According to the Uniform Crime Reports (UCR) (1960 – 1995), which is the official arrest statistics, both males and females are tend to be arrested because of less serious offenses. The five most common arrest categories are other except traffic, driving under the influence (DUI), larceny-theft, drug abuse, and other assaults. While arrests for serious crimes like murder, arson, and embezzlement are rare for both males and females. The pattern of change is similar for both sexes as well. These 35 years have witnessed large increases in larceny-theft, fraud, DUI, drug violations, and assault in both male and female crimes.
Similarly, the decreases in drunkenness, sex offenses, vagrancy, suspicion, and gambling are witnessed in both sexes. As the authors indicates in their chapter, this similar pattern of change suggests that both males and females were affected by similar social changes and legal forces, and females were not really in unique situation in this matter (Steffensmeier and Allan, 2000). However, UCR did show some differences in genders. Compared to males, females are far more likely to be involved in minor property crimes (25 percent of female arrests versus 12 percent of male arrests).
While males always have relatively higher involvement in the serious crimes (16 percent of male arrests versus 6 percent of female arrests). The minor property crimes such as larceny-theft and fraud, and substance abuse like DUI and alcohol issues are the most usual reasons that females are arrested. Female share of arrests is always higher for the minor property crimes and low for “masculine” crimes. Moreover, this female percentage of arrests for minor property crimes had an obvious increase from 17 percent (1960) to 27 percent (1980) to 35 percent (1995).
At the same time, most other crimes only showed slightly increases, some of them even declined (Steffensmeier and Allan, 2000). Females are less likely to be involved in violent crimes compared with males. Though involved, females tend to commit less serious crime, have less offender culpability and commit offences in private settings and against intimates (Schwartz, Steffensmeier, and Feldmeyer, 2009). Females less likely show commitment to criminal behavior, they usually started and quite earlier than those of males, and they are less likely to repeat violent crimes (Steffensmeier and Allan, 2000).
However, the official arrest data are always believed to have bias. The gender-related patterns of criminal behavior in UCR is possibly related to the authorities’ selection and practices, rather than actual behavior differences in criminality of different genders (Chesney-Lind, 1973; Smart, 1976). Most of the early criminal justice policies and criminal theories were sex-biased or mono-sexual, then the feminist criminology was initially developed via the “add women and stir” approach, which was certainly imperfect (Chesney-Lind, 1986). This may cause the limits in representation or even problematic exhibition of female crimes.

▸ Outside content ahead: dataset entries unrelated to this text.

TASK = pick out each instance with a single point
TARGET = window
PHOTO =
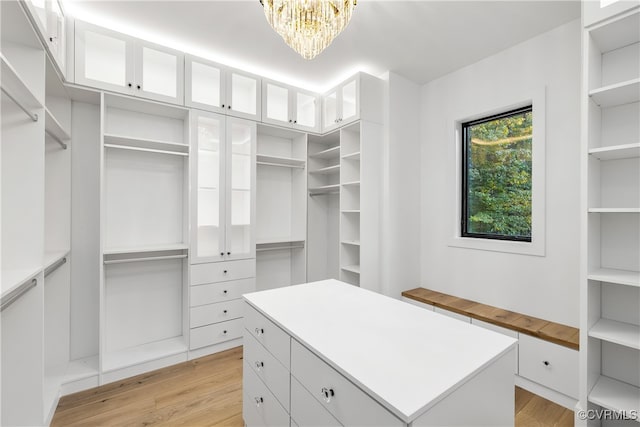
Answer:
(497, 176)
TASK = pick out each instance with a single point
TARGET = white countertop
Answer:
(406, 357)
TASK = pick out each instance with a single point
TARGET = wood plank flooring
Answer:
(208, 392)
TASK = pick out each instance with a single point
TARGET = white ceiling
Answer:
(421, 40)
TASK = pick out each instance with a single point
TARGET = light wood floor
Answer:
(208, 392)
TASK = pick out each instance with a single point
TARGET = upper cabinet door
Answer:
(204, 85)
(104, 58)
(159, 73)
(241, 179)
(243, 92)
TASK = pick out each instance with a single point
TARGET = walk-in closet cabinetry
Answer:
(610, 328)
(215, 87)
(109, 60)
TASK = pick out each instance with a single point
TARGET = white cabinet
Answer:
(291, 107)
(113, 61)
(223, 182)
(215, 87)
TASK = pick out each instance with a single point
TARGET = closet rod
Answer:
(56, 139)
(280, 165)
(150, 150)
(16, 294)
(54, 266)
(155, 258)
(32, 116)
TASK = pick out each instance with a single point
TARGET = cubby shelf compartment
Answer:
(616, 152)
(143, 353)
(326, 171)
(142, 144)
(263, 159)
(621, 277)
(329, 153)
(615, 395)
(617, 94)
(616, 332)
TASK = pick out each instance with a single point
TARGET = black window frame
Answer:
(466, 146)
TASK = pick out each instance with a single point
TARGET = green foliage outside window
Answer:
(498, 177)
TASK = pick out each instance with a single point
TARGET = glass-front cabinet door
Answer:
(208, 184)
(241, 176)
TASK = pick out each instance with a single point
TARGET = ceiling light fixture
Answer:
(308, 26)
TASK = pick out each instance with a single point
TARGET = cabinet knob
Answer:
(327, 394)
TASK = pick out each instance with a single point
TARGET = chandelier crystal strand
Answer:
(308, 26)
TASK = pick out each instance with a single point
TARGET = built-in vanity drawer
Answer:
(214, 313)
(549, 364)
(214, 334)
(344, 400)
(267, 367)
(222, 271)
(274, 339)
(306, 410)
(219, 292)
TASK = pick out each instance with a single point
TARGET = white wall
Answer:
(542, 286)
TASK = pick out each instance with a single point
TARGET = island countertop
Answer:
(406, 357)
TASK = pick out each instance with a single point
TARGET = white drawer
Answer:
(214, 313)
(222, 271)
(259, 405)
(216, 333)
(452, 314)
(267, 367)
(307, 411)
(274, 339)
(218, 292)
(551, 365)
(500, 330)
(347, 403)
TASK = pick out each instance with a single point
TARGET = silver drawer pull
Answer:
(327, 394)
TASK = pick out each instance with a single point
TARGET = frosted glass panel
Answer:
(330, 112)
(306, 105)
(277, 103)
(105, 59)
(159, 72)
(243, 94)
(205, 84)
(349, 100)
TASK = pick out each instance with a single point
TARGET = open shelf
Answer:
(616, 152)
(621, 277)
(263, 159)
(143, 353)
(617, 94)
(615, 395)
(327, 171)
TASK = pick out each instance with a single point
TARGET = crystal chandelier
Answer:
(308, 26)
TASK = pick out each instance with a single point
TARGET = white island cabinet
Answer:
(328, 353)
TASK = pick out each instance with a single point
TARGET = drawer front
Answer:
(549, 364)
(268, 369)
(214, 313)
(274, 339)
(259, 405)
(307, 411)
(219, 292)
(222, 271)
(346, 402)
(214, 334)
(452, 314)
(500, 330)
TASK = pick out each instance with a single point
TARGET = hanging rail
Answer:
(17, 293)
(53, 267)
(32, 116)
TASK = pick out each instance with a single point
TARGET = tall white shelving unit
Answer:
(610, 301)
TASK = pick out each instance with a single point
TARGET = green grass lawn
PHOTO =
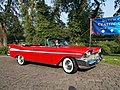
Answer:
(112, 59)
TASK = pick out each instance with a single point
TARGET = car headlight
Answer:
(87, 54)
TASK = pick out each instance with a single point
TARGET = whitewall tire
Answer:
(69, 65)
(20, 60)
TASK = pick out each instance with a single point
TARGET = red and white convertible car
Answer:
(71, 57)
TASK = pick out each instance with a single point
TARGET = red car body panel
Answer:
(48, 55)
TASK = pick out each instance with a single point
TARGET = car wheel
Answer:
(69, 65)
(20, 60)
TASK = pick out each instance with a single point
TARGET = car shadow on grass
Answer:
(56, 66)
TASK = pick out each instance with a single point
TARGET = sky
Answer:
(108, 9)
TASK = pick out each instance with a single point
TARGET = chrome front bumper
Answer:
(86, 63)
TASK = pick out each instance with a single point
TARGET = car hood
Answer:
(79, 49)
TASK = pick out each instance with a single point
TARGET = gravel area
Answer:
(34, 76)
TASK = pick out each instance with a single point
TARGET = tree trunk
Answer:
(3, 35)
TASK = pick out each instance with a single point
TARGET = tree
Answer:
(11, 30)
(117, 5)
(79, 14)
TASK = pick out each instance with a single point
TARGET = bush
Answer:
(3, 50)
(110, 47)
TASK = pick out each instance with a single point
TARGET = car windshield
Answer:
(60, 42)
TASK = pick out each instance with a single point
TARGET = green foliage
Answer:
(3, 50)
(110, 47)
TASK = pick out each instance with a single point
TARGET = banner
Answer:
(109, 25)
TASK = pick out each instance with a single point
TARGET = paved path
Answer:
(42, 77)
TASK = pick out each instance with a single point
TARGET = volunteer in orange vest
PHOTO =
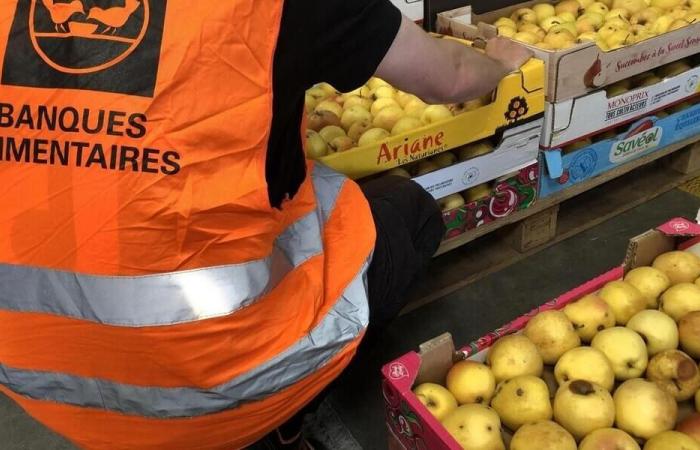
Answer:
(173, 274)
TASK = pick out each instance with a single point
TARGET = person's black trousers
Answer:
(409, 229)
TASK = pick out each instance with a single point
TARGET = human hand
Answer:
(508, 53)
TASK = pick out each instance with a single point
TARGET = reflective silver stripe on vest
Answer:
(342, 325)
(177, 297)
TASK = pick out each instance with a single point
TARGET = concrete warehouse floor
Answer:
(353, 418)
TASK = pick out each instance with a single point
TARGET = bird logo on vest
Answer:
(99, 33)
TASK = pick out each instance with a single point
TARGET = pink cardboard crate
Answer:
(410, 424)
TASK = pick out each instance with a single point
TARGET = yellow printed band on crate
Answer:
(519, 96)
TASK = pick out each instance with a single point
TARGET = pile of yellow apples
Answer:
(611, 24)
(609, 371)
(337, 122)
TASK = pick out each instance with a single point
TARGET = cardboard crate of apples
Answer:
(376, 127)
(589, 44)
(610, 365)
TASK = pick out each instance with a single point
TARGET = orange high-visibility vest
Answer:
(150, 296)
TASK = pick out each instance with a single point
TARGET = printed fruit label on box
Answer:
(638, 141)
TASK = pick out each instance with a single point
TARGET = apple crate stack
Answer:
(479, 159)
(609, 364)
(622, 77)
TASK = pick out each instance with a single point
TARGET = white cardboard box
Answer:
(519, 148)
(575, 119)
(413, 9)
(585, 67)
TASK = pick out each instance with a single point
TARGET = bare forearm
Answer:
(440, 70)
(474, 74)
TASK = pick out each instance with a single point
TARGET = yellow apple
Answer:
(624, 300)
(319, 119)
(560, 38)
(617, 13)
(524, 15)
(382, 103)
(658, 330)
(662, 24)
(522, 400)
(406, 124)
(598, 7)
(384, 92)
(547, 23)
(646, 16)
(676, 373)
(679, 12)
(475, 427)
(650, 282)
(589, 22)
(625, 350)
(340, 144)
(376, 82)
(373, 136)
(329, 105)
(471, 382)
(331, 132)
(526, 37)
(317, 93)
(666, 4)
(415, 109)
(436, 113)
(358, 129)
(567, 17)
(553, 335)
(532, 28)
(585, 363)
(643, 409)
(315, 146)
(677, 24)
(439, 401)
(689, 333)
(570, 6)
(632, 6)
(582, 407)
(507, 31)
(608, 439)
(354, 114)
(589, 36)
(356, 100)
(388, 117)
(543, 11)
(680, 300)
(512, 356)
(505, 22)
(542, 435)
(589, 315)
(672, 440)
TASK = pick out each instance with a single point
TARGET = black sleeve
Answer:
(340, 42)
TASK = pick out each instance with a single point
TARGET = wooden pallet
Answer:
(476, 254)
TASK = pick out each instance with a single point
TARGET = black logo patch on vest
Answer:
(98, 45)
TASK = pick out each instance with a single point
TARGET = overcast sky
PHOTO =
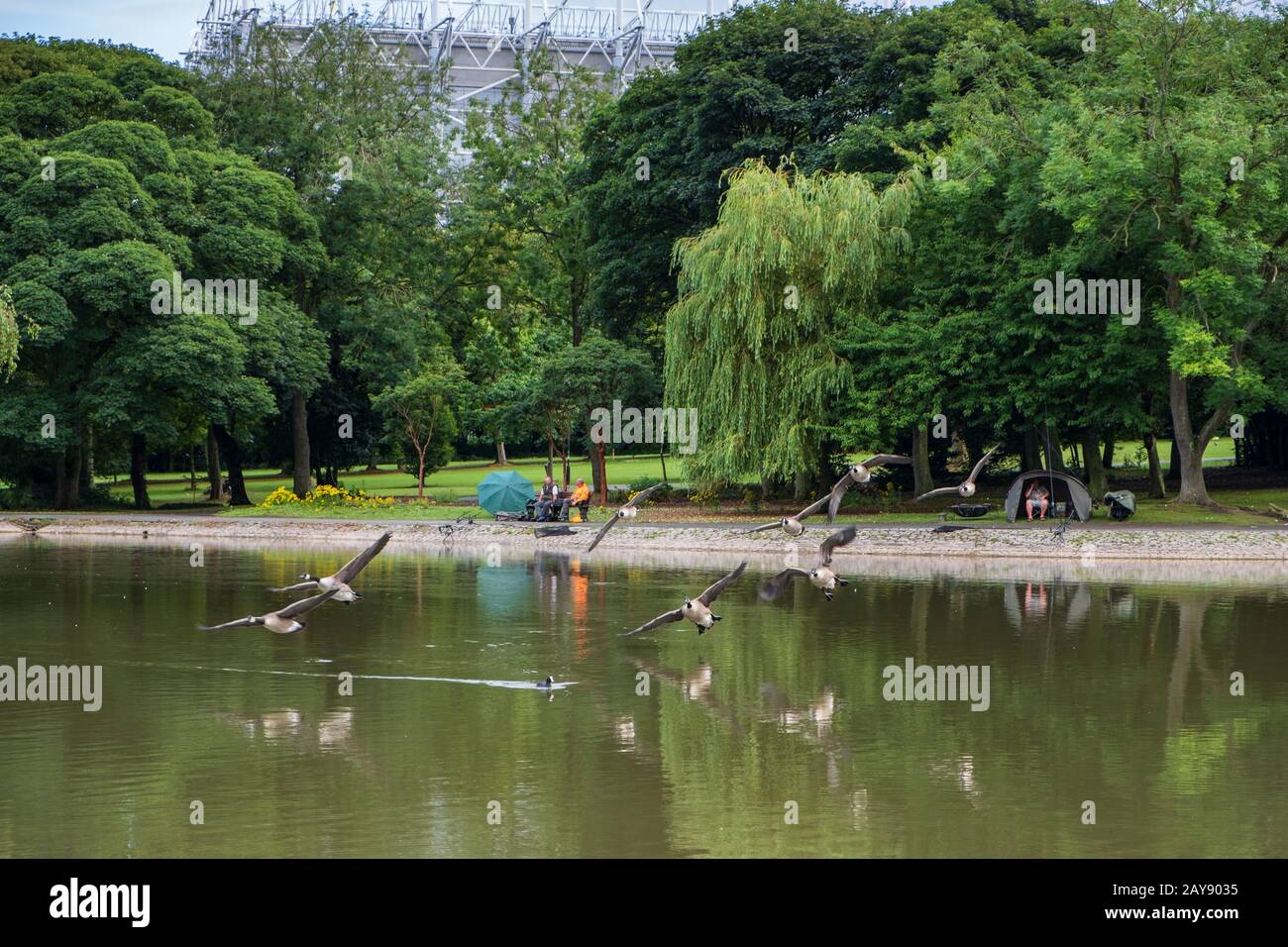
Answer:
(165, 26)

Moreover, the official data is heavily influenced by the criminal justice policy. When the policy changes, especially regarding to what behavior need to be defined to be the crime, the crime trend may have distinct change accordingly. The literature suggests this issue is especially obvious in female crime trend. Three sets of net-widening changes in Criminal Justice policy in recent years, namely 1) the inclusion of minor forms of violence, 2) the legal changes criminalizing violence between intimates, and 3) the more gender-neutral of law enforcement, has increased the females’ arrest vulnerability nowadays.
This resulted in the national rise in female crimes, especially violent crime arrests in the official arrest data (Schwartz, Steffensmeier, and Feldmeyer, 2009). Victimization and self-report surveys have been used to address the biases of official statistics. The National Crime Victimization Survey (NCVS) has been annually conducted by the Census Bureau since 1973. This survey has a sample of roughly 50,000 household respondents who are 12-year old and older. This survey is conducted to gather the information about the crime from the victims’ perspective.
The information presented by the NCVS does not necessarily filtered or influenced by the police or other law enforcement, which can reduce the police bias, and captures the “dark figure” (unreported crimes) to some extent. However, comparing with the official data, NCVS is likely to be less accurate or vaguer (O’Brien, 1985). The NCVS showed that female offenders were responsible for about 8 percent of robberies, 1 percent of aggravated assaults, 15 percent of simple assaults, 6 percent of burglaries, and 5 percent of all motor vehicle thefts reported by victims.
This proportion share of female is similar to the result of UCR, indicating females were less likely to commit serious index crimes (Hindelang, 1979; Steffensmeier and Allan, 2000). Generally, UCR and NCVS show similar gender-related crime patterns: males tend to have larger share of most serious crimes, while females are more likely to be involved in minor property crimes than serious crimes (Schwartz, Steffensmeier, and Feldmeyer, 2009).
Their findings also captured the different assault gender gap over the past one to two decades in UCR and NCVS, which strengthens the argument that it is the policy-change which contributed to the national rise in female crimes, especially violent crime arrests in UCR. The self-report (SR) are always conducted by asking individuals (mostly juveniles) whether they have committed any kind of delinquent/criminal acts. The earlier SRs focus more on delinquent behaviors rather than criminal behaviors.
Therefore, the figure shown by SRs could be dramatically different with that of UCRs (O’Brien, 1985). However, the refined SRs asked about more serious offences, which significantly reduced the difference between UCR and SR for the proportion of males to females (Elliott and Ageton, 1980; Hindelang et al. , 1981; O’Brien, 1985). According to the findings of Steffensmeier and Allan’s research in 1996, self-report studies done mostly by juveniles also confirmed the higher female share of minor crimes/delinquencies, and lower share of serious crimes (Steffensmeier and Allan, 1996).
As discussed above, different data from different perspectives have their own advantages and disadvantages. The UCR is official, more accurate, and have enormous population coverage, but does not have victim information, let alone the unreported crimes. The NCVS has the information about victims and some of the unreported crimes, but has accuracy and affiliation issues. The SR has different emphasis with UCR and NCVS, and it also has accuracy and sampling issues. This situation makes the data triangulation essential.
The combination, evaluation and comparison of data from different sources can efficiently limit the biases caused by single data source and strengthen internal and external validity and reliability of the research (Schwartz, Steffensmeier, and Feldmeyer, 2009). Moreover, the research can also benefit from the triangulation of methodologies. The cross validation and comparison of both qualitative and quantitative methodologies will surely increase the reliability of the research, especially the social science research like criminology, human geography and sociology.